I've had the support piece finished for this mask for quite some time.  The support piece gets wrapped in aluminum foil and the faux wood clay is molded over the support.  This support was actually made to create a zebra mask, but the pinhead design would have gotten in the way of the mane.  So, I looked for another ungulate and the African Wild Ass seemed like a good choice.
This mask was made to be a pendant but it has two antique copper-colored rings on the back so it could be hung on the wall or in a shadow box frame as well.  The stems on the pins were cut to size and bent in half so that they should not slip out of the clay.  This mask pendant is a chunky 3 3/8" tall.

Friday, June 10, 2011

Batman Box Art

I've always been a big Batman fan.  When the animated series came out in the early 90's, I wanted to have every episode on video tape.  And I couldn't just record them and slop any old label on the tapes.  So, I ordered a whole case of black video boxes and inked my own artwork for the outer sleeve.  The box art even included graphics for the spine of the box.

Batman Box Art, October 1992

Thursday, June 9, 2011

Samurai Shield Bugs

Here is another digital paper sculpture, Samurai Shield Bugs.  When you look at this insect upside-down, the shape and markings resemble a face or a mask.
All the patterns are created in Photoshop.  Then the patterns are printed on archival card stock and cut out.  The edges of each cutout piece is rounded using embossing tools.  Another, smaller, piece of card stock is cut out and glued behind each cutout piece.  This helps the embossed edges to hold their shape.  Then, using the original drawing as a guide, the cutouts are glued together to form the finished art.  Small pieces if illustration board and foam core are used to raise various areas of the piece to give it dimensionality.

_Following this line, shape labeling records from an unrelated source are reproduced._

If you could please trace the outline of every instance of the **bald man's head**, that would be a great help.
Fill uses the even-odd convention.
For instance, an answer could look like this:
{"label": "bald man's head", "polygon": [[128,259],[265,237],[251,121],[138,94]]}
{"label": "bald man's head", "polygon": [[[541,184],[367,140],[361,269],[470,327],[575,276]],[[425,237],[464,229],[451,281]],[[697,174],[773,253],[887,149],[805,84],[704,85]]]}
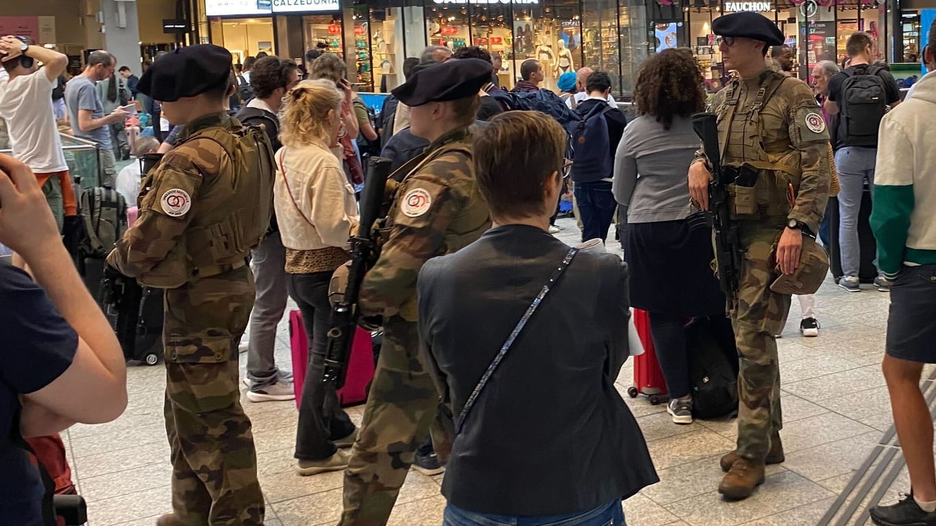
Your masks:
{"label": "bald man's head", "polygon": [[594,69],[591,67],[581,67],[578,71],[576,71],[576,90],[579,92],[585,91],[585,86],[588,84],[588,78],[594,73]]}

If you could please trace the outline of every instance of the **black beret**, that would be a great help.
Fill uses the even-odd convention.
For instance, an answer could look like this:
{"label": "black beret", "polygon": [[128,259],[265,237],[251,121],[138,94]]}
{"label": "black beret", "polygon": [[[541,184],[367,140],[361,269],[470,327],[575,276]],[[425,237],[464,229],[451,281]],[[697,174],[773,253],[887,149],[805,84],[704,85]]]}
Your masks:
{"label": "black beret", "polygon": [[137,90],[159,102],[195,96],[227,82],[231,54],[213,44],[179,48],[165,54],[143,73]]}
{"label": "black beret", "polygon": [[477,95],[490,81],[490,63],[479,58],[450,59],[421,66],[415,67],[406,82],[393,90],[393,95],[406,106],[465,98]]}
{"label": "black beret", "polygon": [[777,24],[767,17],[752,11],[741,11],[718,17],[711,22],[711,32],[720,37],[742,37],[781,46],[786,40]]}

 Samurai Shield Bugs, May 2008

Monday, June 6, 2011


Making a nice piece of art is great, unless the photography is lacking.  Lighting is everything.  Flash is out of the question.  Harsh lighting, like flash, is unflattering when used on people and even more unkind when used on artwork.  Natural lighting is the way to go.  Here are two examples.

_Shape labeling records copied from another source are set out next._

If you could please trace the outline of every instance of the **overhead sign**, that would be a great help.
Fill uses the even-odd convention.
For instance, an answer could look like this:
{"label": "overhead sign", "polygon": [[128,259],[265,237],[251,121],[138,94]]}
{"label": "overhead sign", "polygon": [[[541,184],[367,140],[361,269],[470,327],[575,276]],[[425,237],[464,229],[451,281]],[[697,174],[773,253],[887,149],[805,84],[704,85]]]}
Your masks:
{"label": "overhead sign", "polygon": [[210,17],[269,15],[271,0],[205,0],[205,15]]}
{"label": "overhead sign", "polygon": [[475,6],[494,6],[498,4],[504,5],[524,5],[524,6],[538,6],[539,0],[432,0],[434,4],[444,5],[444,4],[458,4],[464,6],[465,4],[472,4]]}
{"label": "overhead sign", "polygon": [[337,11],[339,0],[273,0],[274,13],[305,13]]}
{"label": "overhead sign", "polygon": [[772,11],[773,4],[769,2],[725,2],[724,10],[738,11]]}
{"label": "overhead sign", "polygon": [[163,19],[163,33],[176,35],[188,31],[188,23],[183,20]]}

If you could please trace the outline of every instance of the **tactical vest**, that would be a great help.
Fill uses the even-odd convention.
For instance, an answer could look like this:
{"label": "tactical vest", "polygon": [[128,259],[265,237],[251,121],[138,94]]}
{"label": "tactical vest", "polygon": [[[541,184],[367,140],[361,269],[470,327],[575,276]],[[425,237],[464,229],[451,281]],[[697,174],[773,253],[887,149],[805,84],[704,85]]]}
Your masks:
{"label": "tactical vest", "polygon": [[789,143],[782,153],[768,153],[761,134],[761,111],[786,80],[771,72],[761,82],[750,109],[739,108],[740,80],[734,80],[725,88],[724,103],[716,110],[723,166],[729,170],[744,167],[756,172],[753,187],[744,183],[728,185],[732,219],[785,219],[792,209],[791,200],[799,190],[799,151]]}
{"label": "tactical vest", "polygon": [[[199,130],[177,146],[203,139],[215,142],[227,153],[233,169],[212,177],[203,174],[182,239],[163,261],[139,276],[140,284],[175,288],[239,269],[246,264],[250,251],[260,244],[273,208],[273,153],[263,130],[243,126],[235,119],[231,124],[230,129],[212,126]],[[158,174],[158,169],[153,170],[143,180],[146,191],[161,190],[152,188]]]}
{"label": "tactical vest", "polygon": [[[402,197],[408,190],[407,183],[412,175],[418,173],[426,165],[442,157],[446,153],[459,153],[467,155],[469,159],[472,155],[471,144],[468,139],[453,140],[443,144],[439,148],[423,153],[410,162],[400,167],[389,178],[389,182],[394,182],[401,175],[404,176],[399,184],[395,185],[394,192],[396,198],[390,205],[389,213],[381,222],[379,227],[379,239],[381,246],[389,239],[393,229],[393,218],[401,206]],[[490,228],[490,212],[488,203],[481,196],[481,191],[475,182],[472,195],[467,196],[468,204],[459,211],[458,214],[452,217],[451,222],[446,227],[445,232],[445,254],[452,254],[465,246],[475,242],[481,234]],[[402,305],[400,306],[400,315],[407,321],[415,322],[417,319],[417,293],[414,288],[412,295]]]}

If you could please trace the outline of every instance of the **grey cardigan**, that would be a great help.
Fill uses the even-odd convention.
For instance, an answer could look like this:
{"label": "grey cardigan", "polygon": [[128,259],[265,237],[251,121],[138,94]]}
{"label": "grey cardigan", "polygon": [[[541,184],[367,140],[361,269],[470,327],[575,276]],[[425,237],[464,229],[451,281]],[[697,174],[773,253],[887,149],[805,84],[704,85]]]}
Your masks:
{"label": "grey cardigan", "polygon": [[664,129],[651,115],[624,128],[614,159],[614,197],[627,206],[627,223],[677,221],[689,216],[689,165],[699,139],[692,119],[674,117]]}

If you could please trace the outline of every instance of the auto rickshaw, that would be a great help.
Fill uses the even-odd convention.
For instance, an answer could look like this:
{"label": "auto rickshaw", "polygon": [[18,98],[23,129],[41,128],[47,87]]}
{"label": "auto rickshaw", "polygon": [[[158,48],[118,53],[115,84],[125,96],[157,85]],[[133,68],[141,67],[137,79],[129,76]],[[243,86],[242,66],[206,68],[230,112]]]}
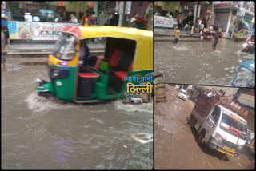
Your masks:
{"label": "auto rickshaw", "polygon": [[[104,57],[89,54],[87,66],[79,66],[81,49],[88,51],[88,39],[98,38],[105,39]],[[126,76],[142,77],[153,72],[153,32],[128,27],[67,26],[49,55],[47,67],[50,82],[36,79],[39,95],[53,93],[76,103],[122,98]]]}
{"label": "auto rickshaw", "polygon": [[252,31],[242,29],[238,33],[234,33],[234,40],[237,42],[246,40],[248,33],[252,33]]}

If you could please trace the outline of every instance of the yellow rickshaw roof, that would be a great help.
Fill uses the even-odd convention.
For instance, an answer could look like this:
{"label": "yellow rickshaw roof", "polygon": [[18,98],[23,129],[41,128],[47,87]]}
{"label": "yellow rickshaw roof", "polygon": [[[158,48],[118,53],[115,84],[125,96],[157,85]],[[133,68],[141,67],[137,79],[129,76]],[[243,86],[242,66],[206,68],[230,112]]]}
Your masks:
{"label": "yellow rickshaw roof", "polygon": [[112,37],[132,39],[137,42],[133,70],[153,70],[153,31],[130,27],[66,26],[63,32],[70,33],[79,39]]}
{"label": "yellow rickshaw roof", "polygon": [[96,37],[114,37],[139,39],[143,37],[153,38],[153,32],[130,27],[106,26],[70,26],[63,28],[63,32],[71,33],[79,39]]}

The first lion was taken using natural lighting, but it was strong sunlight streaming through a large open window.  It's very harsh and the shadows hide some of the details.

Here is the same lion.  I took him outside on a bright sunny morning, but the photo was taken in the shade behind a big white building.  I also positioned the shot slightly higher.  It makes the lion look more vulnerable, and cuter.  Big difference, huh?

Sunday, June 5, 2011

Faux Wood Hippo

Here is the third in my Faux Wood Animal series.  The first one, a panda, took the better part of a month to complete.  Number two was a lion, and it took three weeks to finish.  This one took 2 weeks.  So I am improving, but I'm not there yet.
As with my other animals, this is made from Premo polymer clay and it is made to be a pendant.  It could, however, hang on a small wall or be displayed in a shadow box.  It is approximately 1 3/4" tall and wide.
All my polymer clay stuff is available at  Look for Fauxhead, that's me.

Friday, June 3, 2011

Lucille Ball cutout

This caricature of Lucy was inked, airbrushed and cut out of illustration board.  I usually ruined a half  dozen x-acto blades freeing one of these projects from the thick board.

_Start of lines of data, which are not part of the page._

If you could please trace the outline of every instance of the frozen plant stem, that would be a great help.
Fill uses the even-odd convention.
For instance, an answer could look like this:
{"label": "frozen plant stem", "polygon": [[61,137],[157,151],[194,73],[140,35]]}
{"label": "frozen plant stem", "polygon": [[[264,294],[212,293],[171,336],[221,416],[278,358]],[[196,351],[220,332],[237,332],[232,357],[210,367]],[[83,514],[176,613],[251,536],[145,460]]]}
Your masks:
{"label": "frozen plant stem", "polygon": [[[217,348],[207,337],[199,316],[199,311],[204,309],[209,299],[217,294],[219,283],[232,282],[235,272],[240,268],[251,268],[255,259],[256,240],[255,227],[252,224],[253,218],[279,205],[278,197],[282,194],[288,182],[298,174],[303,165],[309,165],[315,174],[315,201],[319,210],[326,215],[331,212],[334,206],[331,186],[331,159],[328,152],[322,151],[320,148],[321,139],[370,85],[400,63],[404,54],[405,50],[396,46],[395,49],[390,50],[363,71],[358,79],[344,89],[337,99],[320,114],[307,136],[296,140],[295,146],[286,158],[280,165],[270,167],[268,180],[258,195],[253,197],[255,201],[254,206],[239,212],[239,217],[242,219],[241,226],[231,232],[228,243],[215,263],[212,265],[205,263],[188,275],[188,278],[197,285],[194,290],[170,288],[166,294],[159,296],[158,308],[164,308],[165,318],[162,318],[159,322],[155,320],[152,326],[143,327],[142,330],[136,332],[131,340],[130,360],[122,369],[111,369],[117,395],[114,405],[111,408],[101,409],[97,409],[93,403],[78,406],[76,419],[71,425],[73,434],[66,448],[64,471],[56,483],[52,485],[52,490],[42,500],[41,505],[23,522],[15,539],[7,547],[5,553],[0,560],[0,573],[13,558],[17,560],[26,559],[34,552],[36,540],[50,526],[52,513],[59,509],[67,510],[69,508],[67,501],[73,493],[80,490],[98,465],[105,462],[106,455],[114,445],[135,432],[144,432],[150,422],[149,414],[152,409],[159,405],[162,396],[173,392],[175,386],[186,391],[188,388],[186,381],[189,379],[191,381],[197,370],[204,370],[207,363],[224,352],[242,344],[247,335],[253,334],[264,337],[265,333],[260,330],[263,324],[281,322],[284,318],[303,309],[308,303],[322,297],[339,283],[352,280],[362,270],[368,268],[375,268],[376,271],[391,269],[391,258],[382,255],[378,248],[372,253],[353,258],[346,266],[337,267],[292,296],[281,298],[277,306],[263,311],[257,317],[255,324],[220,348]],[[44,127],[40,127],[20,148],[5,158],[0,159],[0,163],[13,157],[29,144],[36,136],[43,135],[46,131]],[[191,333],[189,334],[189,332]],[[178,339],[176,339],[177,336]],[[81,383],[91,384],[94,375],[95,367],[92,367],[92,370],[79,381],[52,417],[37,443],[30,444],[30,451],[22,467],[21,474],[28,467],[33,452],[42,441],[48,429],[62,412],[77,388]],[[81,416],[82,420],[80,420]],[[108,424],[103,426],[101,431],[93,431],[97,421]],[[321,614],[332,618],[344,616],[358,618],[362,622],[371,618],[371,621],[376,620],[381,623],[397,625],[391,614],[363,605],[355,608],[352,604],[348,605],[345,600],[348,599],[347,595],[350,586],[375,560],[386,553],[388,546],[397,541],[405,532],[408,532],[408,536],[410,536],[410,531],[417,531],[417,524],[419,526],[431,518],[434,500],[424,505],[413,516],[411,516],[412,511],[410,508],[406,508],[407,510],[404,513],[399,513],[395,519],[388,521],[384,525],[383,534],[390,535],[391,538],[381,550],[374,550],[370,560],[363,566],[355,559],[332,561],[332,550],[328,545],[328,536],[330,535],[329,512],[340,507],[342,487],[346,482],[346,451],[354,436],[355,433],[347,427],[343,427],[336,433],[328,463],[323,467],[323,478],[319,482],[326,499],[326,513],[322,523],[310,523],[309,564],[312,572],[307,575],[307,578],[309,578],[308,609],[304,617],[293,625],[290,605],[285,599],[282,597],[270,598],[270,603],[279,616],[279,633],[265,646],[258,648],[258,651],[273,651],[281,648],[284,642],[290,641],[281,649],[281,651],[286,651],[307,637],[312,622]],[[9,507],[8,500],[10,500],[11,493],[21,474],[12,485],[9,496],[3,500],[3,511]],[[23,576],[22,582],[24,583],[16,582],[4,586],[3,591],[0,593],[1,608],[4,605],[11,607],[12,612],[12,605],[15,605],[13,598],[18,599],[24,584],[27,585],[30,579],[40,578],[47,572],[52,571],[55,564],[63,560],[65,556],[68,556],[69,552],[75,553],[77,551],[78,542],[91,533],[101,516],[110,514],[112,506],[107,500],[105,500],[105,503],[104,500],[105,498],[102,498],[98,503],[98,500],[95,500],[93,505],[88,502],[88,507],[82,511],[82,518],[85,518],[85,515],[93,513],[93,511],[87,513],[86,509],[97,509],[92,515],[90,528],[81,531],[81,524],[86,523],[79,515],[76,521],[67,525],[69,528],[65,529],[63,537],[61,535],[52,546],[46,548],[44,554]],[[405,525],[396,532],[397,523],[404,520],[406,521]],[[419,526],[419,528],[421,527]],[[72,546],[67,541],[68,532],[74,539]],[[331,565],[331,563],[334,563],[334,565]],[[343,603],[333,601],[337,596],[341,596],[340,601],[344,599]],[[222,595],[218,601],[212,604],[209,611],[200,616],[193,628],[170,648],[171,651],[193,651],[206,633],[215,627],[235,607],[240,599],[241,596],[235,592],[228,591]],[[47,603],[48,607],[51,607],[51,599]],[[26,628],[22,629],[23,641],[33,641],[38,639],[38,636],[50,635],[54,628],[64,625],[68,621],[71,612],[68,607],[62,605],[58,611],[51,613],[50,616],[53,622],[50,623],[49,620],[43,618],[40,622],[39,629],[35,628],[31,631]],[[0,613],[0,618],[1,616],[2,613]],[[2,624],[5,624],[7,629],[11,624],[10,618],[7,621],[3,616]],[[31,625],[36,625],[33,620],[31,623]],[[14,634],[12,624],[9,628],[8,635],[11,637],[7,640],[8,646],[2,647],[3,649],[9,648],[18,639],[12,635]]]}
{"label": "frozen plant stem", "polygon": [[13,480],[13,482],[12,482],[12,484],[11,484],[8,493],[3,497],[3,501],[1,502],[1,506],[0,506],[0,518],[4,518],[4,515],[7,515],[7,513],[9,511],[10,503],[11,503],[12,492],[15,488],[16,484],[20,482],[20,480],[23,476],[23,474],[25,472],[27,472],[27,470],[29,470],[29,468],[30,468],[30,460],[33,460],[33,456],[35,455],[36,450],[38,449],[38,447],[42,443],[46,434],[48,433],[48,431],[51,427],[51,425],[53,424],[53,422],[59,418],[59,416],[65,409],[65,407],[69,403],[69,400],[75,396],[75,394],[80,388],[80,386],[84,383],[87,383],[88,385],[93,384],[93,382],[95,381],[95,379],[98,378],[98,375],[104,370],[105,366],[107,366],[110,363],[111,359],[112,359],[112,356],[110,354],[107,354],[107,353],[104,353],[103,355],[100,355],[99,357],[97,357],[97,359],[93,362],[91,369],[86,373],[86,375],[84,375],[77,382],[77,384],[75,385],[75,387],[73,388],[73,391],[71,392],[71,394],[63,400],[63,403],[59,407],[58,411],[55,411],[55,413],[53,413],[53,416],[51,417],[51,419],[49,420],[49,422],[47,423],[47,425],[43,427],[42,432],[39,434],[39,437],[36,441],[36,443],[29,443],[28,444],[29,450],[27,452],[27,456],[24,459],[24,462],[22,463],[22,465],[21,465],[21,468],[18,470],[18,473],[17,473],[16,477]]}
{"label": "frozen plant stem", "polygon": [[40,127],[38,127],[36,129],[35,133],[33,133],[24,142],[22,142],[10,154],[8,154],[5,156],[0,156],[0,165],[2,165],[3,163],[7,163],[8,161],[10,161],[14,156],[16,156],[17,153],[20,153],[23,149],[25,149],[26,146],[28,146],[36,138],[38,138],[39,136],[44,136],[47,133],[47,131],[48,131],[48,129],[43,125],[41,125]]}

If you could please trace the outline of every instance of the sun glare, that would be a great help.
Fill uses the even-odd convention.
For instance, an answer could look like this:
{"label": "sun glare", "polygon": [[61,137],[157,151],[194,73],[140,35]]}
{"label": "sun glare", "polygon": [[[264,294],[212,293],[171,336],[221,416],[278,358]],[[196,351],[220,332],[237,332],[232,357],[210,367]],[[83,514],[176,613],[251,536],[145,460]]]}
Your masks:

Lucille Ball, January 1992

Thursday, June 2, 2011

Puss Moth Caterpillar

This was my last paper sculpture.  As with the last 20 or 30 paper sculptures I did, the color patterns were made in Photoshop and printed.  The patterns were then cut out, manipulated and assembled into the finished piece.  So, many of my paper sculptures look digital, when, in fact, they are paper sculptures made from digitally produced patterns.